AI SEO checker: what to scan before ChatGPT can cite your site
An AI SEO checker should test crawl access, LLM readability, structured data, answer quality, llms.txt, and agent-readiness signals.
An AI SEO checker is not a normal SEO checker with a new label. Traditional SEO tools focus on rankings, keywords, backlinks, Core Web Vitals, and search snippets. AI SEO focuses on whether an LLM can find, read, trust, cite, and act on your website.
You still need normal SEO. But if your goal is visibility in ChatGPT, Claude, Perplexity, Gemini, and AI agents, you need a different scan.

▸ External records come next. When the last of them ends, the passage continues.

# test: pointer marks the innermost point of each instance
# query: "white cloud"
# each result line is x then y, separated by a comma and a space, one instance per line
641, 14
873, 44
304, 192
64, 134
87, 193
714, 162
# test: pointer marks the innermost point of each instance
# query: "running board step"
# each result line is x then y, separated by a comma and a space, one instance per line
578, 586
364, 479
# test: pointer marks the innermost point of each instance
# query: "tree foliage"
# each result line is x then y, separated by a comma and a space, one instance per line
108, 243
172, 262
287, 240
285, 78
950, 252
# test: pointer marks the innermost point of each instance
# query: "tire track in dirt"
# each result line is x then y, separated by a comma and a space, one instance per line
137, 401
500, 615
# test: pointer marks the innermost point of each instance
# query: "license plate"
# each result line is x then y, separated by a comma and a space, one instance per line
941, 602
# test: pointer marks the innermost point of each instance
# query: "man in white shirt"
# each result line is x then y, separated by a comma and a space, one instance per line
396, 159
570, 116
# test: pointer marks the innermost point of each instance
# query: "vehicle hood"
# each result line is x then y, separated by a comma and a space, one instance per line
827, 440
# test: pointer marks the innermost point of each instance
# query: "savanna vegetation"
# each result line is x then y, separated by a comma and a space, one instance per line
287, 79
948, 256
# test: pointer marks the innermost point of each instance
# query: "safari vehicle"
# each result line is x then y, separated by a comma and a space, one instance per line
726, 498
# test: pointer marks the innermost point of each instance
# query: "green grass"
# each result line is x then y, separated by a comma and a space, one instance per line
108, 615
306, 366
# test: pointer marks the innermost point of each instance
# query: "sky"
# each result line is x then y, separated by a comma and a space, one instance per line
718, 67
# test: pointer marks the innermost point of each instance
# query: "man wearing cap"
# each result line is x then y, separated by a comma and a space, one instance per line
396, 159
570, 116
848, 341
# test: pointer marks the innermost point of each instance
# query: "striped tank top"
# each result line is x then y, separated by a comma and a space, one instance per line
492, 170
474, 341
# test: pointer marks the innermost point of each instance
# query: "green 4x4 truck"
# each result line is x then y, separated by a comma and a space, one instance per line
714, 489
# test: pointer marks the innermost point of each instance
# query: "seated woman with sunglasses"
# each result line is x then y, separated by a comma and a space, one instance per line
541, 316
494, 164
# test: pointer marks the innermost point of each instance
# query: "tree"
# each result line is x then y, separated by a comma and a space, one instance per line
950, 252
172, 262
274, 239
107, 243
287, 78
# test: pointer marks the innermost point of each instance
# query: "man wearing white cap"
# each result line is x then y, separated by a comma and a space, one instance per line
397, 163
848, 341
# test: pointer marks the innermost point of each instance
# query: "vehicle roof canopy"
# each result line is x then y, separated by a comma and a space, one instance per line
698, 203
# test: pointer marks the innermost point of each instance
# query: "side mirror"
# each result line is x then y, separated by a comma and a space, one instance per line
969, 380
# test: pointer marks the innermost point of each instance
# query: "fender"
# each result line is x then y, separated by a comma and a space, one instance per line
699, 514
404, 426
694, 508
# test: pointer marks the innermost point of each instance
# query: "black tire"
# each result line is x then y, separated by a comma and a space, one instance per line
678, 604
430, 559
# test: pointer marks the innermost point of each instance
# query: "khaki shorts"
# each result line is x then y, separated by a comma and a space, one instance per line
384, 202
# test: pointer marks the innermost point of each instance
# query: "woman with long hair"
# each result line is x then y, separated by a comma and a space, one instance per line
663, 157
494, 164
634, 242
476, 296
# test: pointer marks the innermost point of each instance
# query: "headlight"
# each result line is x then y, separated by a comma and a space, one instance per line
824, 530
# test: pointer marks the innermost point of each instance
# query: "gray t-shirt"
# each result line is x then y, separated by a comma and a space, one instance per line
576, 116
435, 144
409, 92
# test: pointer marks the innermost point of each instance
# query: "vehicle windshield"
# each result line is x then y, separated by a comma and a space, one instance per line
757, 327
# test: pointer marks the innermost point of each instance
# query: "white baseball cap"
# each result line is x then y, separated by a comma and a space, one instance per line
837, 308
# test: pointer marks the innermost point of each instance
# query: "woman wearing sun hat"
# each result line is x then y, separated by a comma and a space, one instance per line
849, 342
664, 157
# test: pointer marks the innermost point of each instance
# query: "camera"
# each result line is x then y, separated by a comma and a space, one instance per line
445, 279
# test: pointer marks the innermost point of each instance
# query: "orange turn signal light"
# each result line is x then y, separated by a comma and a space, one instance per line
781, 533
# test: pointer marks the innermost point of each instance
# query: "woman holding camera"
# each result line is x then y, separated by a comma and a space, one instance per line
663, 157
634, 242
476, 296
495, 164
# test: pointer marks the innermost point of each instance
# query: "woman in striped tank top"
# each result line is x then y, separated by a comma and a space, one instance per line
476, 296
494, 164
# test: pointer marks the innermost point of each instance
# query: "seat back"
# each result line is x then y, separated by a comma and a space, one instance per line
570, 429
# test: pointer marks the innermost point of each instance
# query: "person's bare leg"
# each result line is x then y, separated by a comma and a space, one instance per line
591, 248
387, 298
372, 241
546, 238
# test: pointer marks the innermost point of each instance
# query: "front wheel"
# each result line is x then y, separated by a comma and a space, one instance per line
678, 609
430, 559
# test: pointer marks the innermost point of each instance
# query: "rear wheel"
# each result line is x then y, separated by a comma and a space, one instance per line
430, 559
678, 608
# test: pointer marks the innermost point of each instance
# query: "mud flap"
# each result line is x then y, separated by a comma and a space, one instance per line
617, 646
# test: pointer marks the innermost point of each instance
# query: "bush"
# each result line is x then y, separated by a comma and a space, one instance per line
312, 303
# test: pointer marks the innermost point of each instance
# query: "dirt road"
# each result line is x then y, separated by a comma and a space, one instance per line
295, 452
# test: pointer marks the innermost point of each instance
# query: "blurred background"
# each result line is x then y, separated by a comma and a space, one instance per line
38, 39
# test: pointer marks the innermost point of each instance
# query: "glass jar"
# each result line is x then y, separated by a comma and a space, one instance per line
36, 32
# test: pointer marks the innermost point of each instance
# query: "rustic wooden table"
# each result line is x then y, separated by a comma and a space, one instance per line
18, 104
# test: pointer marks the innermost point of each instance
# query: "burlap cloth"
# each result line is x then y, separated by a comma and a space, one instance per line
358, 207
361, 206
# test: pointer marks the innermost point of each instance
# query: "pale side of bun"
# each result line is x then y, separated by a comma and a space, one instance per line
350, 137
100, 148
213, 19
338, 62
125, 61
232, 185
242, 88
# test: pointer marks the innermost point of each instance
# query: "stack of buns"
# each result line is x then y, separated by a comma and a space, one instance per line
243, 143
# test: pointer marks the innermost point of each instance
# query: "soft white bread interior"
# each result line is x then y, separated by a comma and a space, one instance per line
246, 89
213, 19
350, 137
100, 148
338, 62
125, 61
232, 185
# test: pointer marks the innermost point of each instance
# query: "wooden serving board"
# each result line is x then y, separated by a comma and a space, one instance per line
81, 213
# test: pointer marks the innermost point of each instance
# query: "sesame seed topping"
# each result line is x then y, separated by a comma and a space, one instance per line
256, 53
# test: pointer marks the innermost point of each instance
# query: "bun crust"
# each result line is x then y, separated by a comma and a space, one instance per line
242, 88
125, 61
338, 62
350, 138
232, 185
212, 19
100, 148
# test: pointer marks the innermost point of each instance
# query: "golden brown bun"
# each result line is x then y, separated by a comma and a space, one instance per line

What an AI SEO checker should inspect
Start with six categories.
1. Crawl access
Your site should return a clean status code and avoid accidental blocks:
- homepage returns
200 - canonical redirects are stable
robots.txtexists- AI retrieval bots are not blocked by accident
- sitemap exists and points to real pages
This is the lowest layer. If crawlers cannot access your site, nothing else matters.
2. LLM readability
AI systems prefer content that is easy to extract. A checker should inspect the initial HTML, not only the browser-rendered page.
Look for:
- useful text in server-rendered HTML
- a clear H1
- descriptive headings
- clean internal links
- low boilerplate-to-content ratio
- markdown alternatives where possible
If the page needs a full browser session to become meaningful, it may be invisible to many retrieval systems.
3. Structured facts
AI answers are built from facts and entities. Your checker should look for:
- title tag
- meta description
- canonical URL
- Open Graph tags
- JSON-LD
- organization identity
- author and publish dates
This is where LLM SEO overlaps with classic technical SEO. The difference is that AI systems use these signals to disambiguate entities and cite sources, not only to render a search result.
4. Answer readiness
Models cite passages that answer questions. A page with vague positioning copy may rank in Google but fail in AI search.
An AI SEO checker should ask:
- Does the page answer a specific query?
- Is the direct answer near the top?
- Are definitions clear?
- Are comparisons explicit?
- Are claims supported with context?
- Can a sentence stand alone in an AI answer?
This is the content part of the score.
5. llms.txt
llms.txt is a simple file that points LLMs to your best pages. It is not a magic ranking factor, but it is a useful extractability signal.
Good llms.txt files are short and curated. They do not list every URL. They tell a model which pages are most useful.
6. Agent readiness
AI agents need more than content. They look for APIs, tools, auth metadata, and well-known discovery files.
Advanced scans should check:
- MCP server cards
- agent skills manifests
- API catalogs
- OAuth discovery
- protected resource metadata
- markdown content negotiation
- commerce discovery for paid resources
Most sites score low here today. That makes it a strong place to get ahead.
The fastest way to check your own site
Run a scan with NoticeMeAI. The free scan covers the core AI SEO basics: homepage status, robots.txt, sitemap, AI bot policy, head tags, JSON-LD, llms.txt, and markdown availability.
Then fix issues in this order:
- unblock the right crawlers
- make content readable in HTML
- add structured data
- publish
llms.txt - create pages that answer specific prompts
- add agent-readiness endpoints when the content foundation is strong
That order keeps the work simple and prevents teams from polishing the wrong layer.